Further, when the pad 1a of the bare chip 1 is electrically connected to the lead 10c of the element supporting substrate 10 by the bonding wire 4 for inspection, as shown in FIG. After connecting the leads 10c of the element supporting board 10 and the bonding wires 4 for inspection, the pads 1a of the bare chip 1 and the bonding wires 4 for inspection are connected. That is, when performing wire bonding using an ultrasonic bonding apparatus, first, the lead 10 c of the element supporting substrate 10 is connected to the bonding wire 4 for inspection. Then, as shown in FIG. 4 (b), the bonding wire 4 for inspection is passed through the bonding wire 4 for inspection through the through hole 10 d of the element supporting substrate 10, and the pad 1 a of the bare chip 1 is connected. .
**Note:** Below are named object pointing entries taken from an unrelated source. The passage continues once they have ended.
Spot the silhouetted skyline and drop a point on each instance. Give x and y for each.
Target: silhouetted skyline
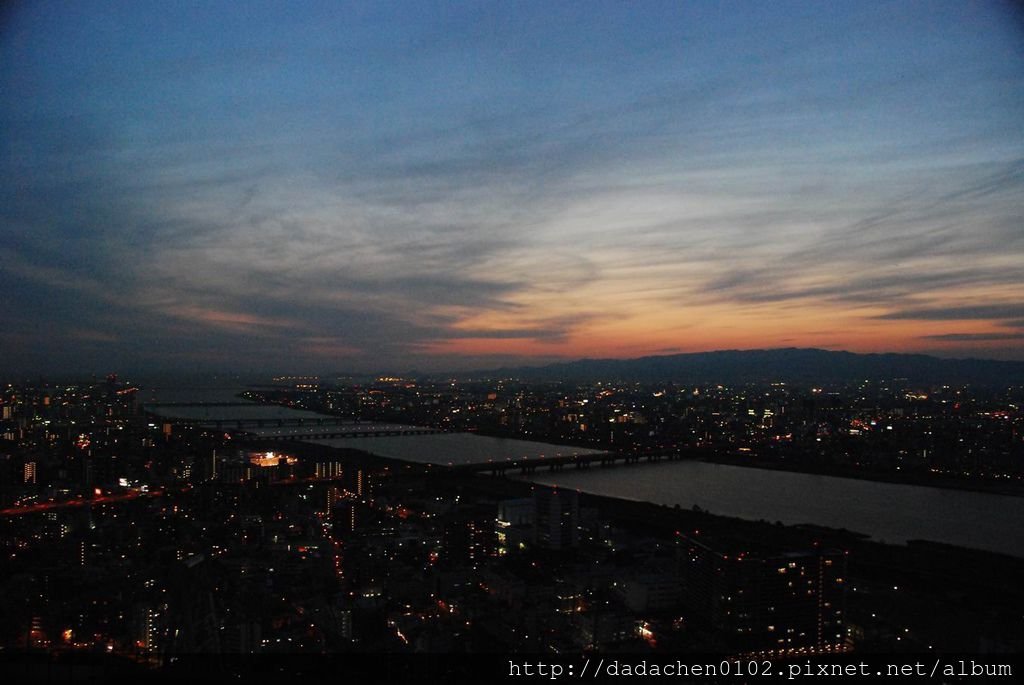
(338, 185)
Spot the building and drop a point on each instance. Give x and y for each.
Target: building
(556, 518)
(765, 601)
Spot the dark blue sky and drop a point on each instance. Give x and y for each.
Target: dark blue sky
(382, 185)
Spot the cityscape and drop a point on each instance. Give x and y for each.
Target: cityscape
(389, 514)
(473, 342)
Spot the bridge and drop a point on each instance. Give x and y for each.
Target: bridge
(327, 432)
(527, 465)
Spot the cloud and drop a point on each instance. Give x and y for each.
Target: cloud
(974, 337)
(976, 311)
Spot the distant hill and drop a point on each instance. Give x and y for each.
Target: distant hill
(790, 365)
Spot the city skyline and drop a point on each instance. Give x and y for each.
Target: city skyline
(448, 186)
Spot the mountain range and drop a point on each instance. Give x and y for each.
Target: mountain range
(785, 365)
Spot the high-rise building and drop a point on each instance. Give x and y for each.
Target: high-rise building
(766, 601)
(556, 518)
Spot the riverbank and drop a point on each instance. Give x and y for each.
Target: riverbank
(1007, 487)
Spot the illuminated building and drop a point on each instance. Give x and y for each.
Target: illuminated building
(767, 602)
(556, 518)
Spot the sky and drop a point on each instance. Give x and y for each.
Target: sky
(328, 185)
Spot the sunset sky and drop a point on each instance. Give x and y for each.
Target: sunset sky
(323, 185)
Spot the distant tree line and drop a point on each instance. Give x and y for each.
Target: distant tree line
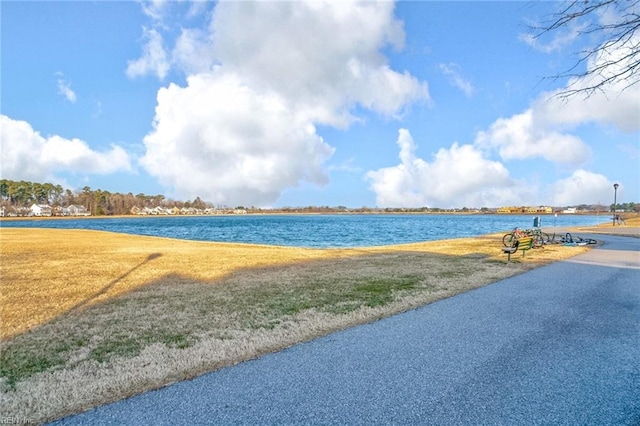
(98, 202)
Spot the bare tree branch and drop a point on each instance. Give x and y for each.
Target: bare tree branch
(613, 64)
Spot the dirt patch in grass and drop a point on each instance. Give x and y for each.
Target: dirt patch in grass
(91, 317)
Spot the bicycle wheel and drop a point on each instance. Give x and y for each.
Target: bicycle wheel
(537, 241)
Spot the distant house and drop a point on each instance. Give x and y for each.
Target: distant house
(41, 210)
(75, 210)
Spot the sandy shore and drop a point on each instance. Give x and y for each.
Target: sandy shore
(134, 313)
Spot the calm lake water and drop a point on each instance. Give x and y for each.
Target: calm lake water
(318, 231)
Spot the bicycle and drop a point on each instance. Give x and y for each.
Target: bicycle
(539, 238)
(507, 239)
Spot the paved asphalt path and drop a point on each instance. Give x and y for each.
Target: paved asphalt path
(559, 345)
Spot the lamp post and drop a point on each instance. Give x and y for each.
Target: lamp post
(615, 201)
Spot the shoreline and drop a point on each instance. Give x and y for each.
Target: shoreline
(136, 313)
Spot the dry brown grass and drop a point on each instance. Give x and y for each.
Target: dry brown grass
(90, 317)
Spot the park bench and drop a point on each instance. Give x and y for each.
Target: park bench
(522, 243)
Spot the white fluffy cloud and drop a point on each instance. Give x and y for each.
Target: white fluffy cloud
(26, 155)
(219, 139)
(243, 128)
(582, 187)
(457, 176)
(521, 137)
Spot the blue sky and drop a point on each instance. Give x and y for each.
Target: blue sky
(272, 104)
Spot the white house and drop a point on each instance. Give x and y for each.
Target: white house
(74, 210)
(41, 210)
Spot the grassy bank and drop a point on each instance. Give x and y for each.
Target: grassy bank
(90, 317)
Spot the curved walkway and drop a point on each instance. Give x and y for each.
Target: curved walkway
(557, 345)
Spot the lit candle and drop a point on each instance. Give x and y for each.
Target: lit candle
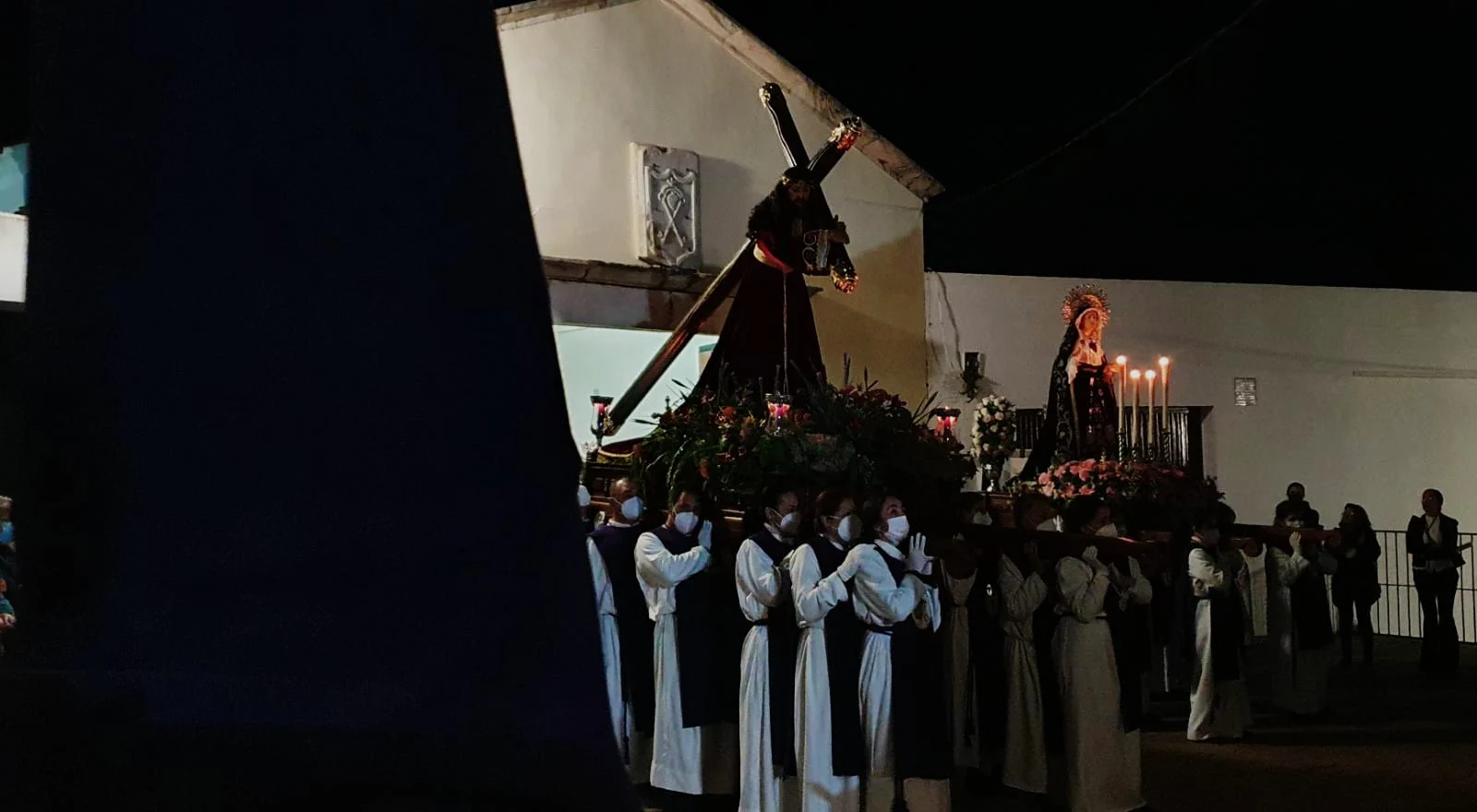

 In the first embodiment, when the bare chip 1 and the bonding wire for inspection 4 are separated and separated after the inspection, the element-side wire of the bonding wire for inspection 4 is placed on the pad 1 a of the bare chip 1. Separate so that the joint 4a (see Fig. 4 (c)) does not remain.

 Therefore, the bonding conditions on the bare chip 1 side (when connecting the bonding wire 4 for inspection and the pad 1a of the bare chip 1) to prevent the element-side wire joint 4a from remaining on the pad 1a are as follows, for example. The ultrasonic power is about 10 to 60% of the maximum power of the device, the optimal is 15%, the load is about 10 to 45 g, the optimal is 35 g, and the ultrasonic application time is 10 ~ 40 msec, optimally set to 30 msec, and bonding wire diameter 25, crimping part length of bonding tool 25-60 m, optimally 51 m, crimping part width 90 -Use 110 m, thereby performing ultrasonic bonding.

 The bonding conditions are such that the connection strength between the bonding wire 4 for inspection and the pad 1a of the base chip 1 is smaller than the connection strength between the bonding wire 4 for inspection and the lead 10c of the element supporting board 10. Things.

 As a result, the pad 1a of the bare chip 1 and the lead 10c of the element supporting substrate 10 are electrically connected by the bonding wire 4 for inspection and, as shown in FIG. The bonding wire 4 and the bare chip 1 are connected to each other by forming an element-side wire bonding portion 4 a with the pad 1 a of the bare chip 1.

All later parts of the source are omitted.